Question

Solve \(4^{x}-4^{\sqrt{x}+1}=3 \times 2^{x+\sqrt{x}}\)

Short answer

Question: Solve the equation \(4^x - 4^{\sqrt{x}+1} = 3 \times 2^{x+\sqrt{x}}\). Answer: x = 0

Step-by-step solution

Rewrite the terms as powers of 2

Recall that \(4^x = (2^2)^x = 2^{2x}\), so we can rewrite \(4^x\) and \(4^{\sqrt{x}+1}\) in terms of powers of 2: $$2^{2x}-2^{2(\sqrt{x}+1)}=3\times 2^{x+\sqrt{x}}$$ We can now rewrite the last term \(2^{x+\sqrt{x}}\) as \(2^{x} \cdot 2^{\sqrt{x}}\)

Rewrite the equation as a quadratic equation

Let \(y = 2^x\). Since we want to rewrite the equation in terms of \(y\), we also need to express \(2^{\sqrt{x}}\) as a function of \(y\). Recall that \((2^x)^{1/2} = 2^{x/2}\). So, \(2^{\sqrt{x}} = y^{1/2}\). Now, we can rewrite the equation as: $$y^2 - y \cdot (y^{1/2})^2 = 3 \times y \cdot y^{1/2}$$ Simplifying further, we get: $$y^2 - y^2 = 3y^{3/2}$$

Solve the quadratic equation derived from the simplified equation

Since \(y^2 - y^2 = 0\), we can isolate the \(y^{3/2}\) term: $$y^{3/2} = 0$$ To solve for \(y\), we should find the square root of both sides, so we get: $$y^{3/4} = 0$$ Since any number raised to the power of 0 is equal to 1, we can write this equation as: $$y^{3/4} = 1$$ To solve for \(y\), we should find the inverse of the power, so we get: $$y = 1^{4/3}$$ Since any non-zero number raised to any power is equal to itself, we get: $$y = 1$$

Solve for x

Since we have found the value for \(y\), we can now solve for \(x\). Recall that \(y = 2^x\). We can rewrite the equation as: $$1 = 2^x$$ Taking the base 2 logarithm of both sides, we get: $$\log_2{1} = x$$ Since the logarithm of 1 to any base is always 0, we have: $$x = 0$$ The solution to the given equation is \(x = 0\).

Key concepts

Powers of 2

When dealing with exponential equations, rewriting terms as powers of a common base simplifies calculations. In the given exercise, powers of 4 are rewritten as powers of 2 because 4 is equivalent to \(2^2\). By recognizing this, large and complex exponents can be more easily managed through conversion into a common base:

• \(4^x\) rewrites as \((2^2)^x = 2^{2x}\).
• Similarly, \(4^{\sqrt{x}+1}\) is rewritten as \(2^{2(\sqrt{x}+1)}\).

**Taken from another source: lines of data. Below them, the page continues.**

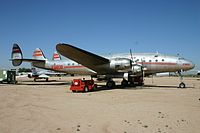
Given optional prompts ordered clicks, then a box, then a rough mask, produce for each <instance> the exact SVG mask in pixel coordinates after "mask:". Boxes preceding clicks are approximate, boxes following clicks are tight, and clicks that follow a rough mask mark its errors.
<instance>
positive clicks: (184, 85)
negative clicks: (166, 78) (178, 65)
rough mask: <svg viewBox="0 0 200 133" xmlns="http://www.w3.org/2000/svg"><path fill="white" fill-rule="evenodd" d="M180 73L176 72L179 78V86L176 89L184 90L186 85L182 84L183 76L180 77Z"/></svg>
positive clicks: (182, 83)
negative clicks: (176, 88) (177, 88)
mask: <svg viewBox="0 0 200 133" xmlns="http://www.w3.org/2000/svg"><path fill="white" fill-rule="evenodd" d="M181 72H182V71H178V75H179V77H180V82H181V83H180V84H179V86H178V88H182V89H183V88H185V87H186V85H185V83H184V82H183V75H182V73H181Z"/></svg>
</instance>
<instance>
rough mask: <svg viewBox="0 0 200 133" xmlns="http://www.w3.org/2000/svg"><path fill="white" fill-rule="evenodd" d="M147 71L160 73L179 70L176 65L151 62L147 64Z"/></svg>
mask: <svg viewBox="0 0 200 133" xmlns="http://www.w3.org/2000/svg"><path fill="white" fill-rule="evenodd" d="M145 67H146V68H147V71H146V72H145V73H160V72H174V71H177V66H176V65H172V64H169V65H166V64H165V65H162V64H149V65H145Z"/></svg>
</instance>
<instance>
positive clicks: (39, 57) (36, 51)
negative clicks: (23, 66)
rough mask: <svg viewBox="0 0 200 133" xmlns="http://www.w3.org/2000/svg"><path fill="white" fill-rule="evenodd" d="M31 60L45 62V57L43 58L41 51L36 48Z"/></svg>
mask: <svg viewBox="0 0 200 133" xmlns="http://www.w3.org/2000/svg"><path fill="white" fill-rule="evenodd" d="M33 59H36V60H46V57H45V56H44V54H43V52H42V50H41V49H39V48H36V49H35V51H34V52H33Z"/></svg>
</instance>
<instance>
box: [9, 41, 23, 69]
mask: <svg viewBox="0 0 200 133" xmlns="http://www.w3.org/2000/svg"><path fill="white" fill-rule="evenodd" d="M22 59H23V55H22V51H21V49H20V47H19V45H18V44H13V48H12V54H11V60H12V64H13V66H19V65H21V64H22Z"/></svg>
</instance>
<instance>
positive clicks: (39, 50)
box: [11, 44, 47, 66]
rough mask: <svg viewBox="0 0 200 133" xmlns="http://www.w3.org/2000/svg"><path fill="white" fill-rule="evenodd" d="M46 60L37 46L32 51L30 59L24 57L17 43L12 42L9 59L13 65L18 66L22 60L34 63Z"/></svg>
mask: <svg viewBox="0 0 200 133" xmlns="http://www.w3.org/2000/svg"><path fill="white" fill-rule="evenodd" d="M46 60H47V59H46V58H45V56H44V54H43V52H42V51H41V50H40V49H39V48H37V49H36V50H35V51H34V53H33V58H32V59H30V58H27V59H24V58H23V55H22V51H21V49H20V47H19V45H18V44H13V48H12V53H11V61H12V64H13V66H19V65H21V64H22V62H23V61H25V62H30V63H36V62H41V63H45V61H46Z"/></svg>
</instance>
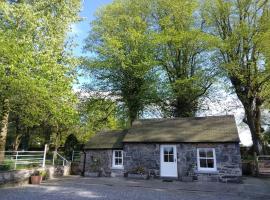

By converting to a common base, the problem becomes more tractable and consistent, facilitating further simplification and solution of the equation.

Quadratic Equations

In solving exponential equations, recasting them into a quadratic form can simplify the steps—particularly when dealing with polynomial-type characteristics. Here, the method involves setting up a substitution. By letting \(y = 2^x\), the exponential equation transforms into a quadratic equation:

• This substitution leads to \(2^{\sqrt{x}} = y^{1/2}\), thus allowing the initial equation to be re-expressed in terms of \(y\): \(y^2 - y \cdot (y^{1/2})^2 = 3 \cdot y \cdot y^{1/2}\).

Simplifying further, the equation becomes \(y^2 - y^2 = 3y^{3/2}\). Quadratic equations often appear in various mathematical contexts, including those involving exponential terms, making the understanding of these equations crucial.

• By solving this, you move towards finding the values of \(y\) that satisfy the equation, which subsequently helps in determining the original variable \(x\).

Logarithms

Finally, logarithms are used to solve for the original variable in exponential equations once transformed and simplified. Here, once we deduced that \(y = 1\), we remember that \(y = 2^x\). Thus, the equation becomes \(2^x = 1\).

• Applying logarithms, specifically \(\log_2\), to both sides helps uncover the value of \(x\).

The rule that \(\log_2{1} = 0\) comes into play, since the logarithm of 1 to any base is 0. Consequently:

• This logic directly concludes that \(x = 0\), finalizing the solution to the problem.

Logarithms are a powerful tool for resolving complex exponential equations, simplifying and making clear the path to the solution.